In [1]:
from datetime import datetime 
import logfire 
from pydantic import BaseModel 

In [1]:
import re
import uuid
import random
import tqdm
import requests
import json
import json5
import fire 
import streamlit as st 
from PIL import Image
from io import BytesIO



from pydantic import BaseModel, Field
from typing_extensions import (Annotated, TypedDict, Sequence, Union, Optional, Literal, List, Dict, Iterator, Any)
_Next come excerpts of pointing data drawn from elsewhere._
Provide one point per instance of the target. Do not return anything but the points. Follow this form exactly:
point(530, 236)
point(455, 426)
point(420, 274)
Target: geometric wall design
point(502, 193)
from langchain_core.tools import InjectedToolCallId, BaseTool
from langchain.tools import tool
from langchain_ollama import ChatOllama
from langchain_core.messages import (HumanMessage, AIMessage, SystemMessage, BaseMessage, ToolMessage)
from langchain_core.prompts import PromptTemplate



from langgraph.types import Command, interrupt
from langgraph.graph.message import add_messages
from langgraph.store.memory import InMemoryStore
from langgraph.checkpoint.memory import MemorySaver
from langgraph.managed import IsLastStep
from langgraph.graph import (MessagesState, StateGraph, START, END)
from langgraph.prebuilt import (create_react_agent, ToolNode, tools_condition)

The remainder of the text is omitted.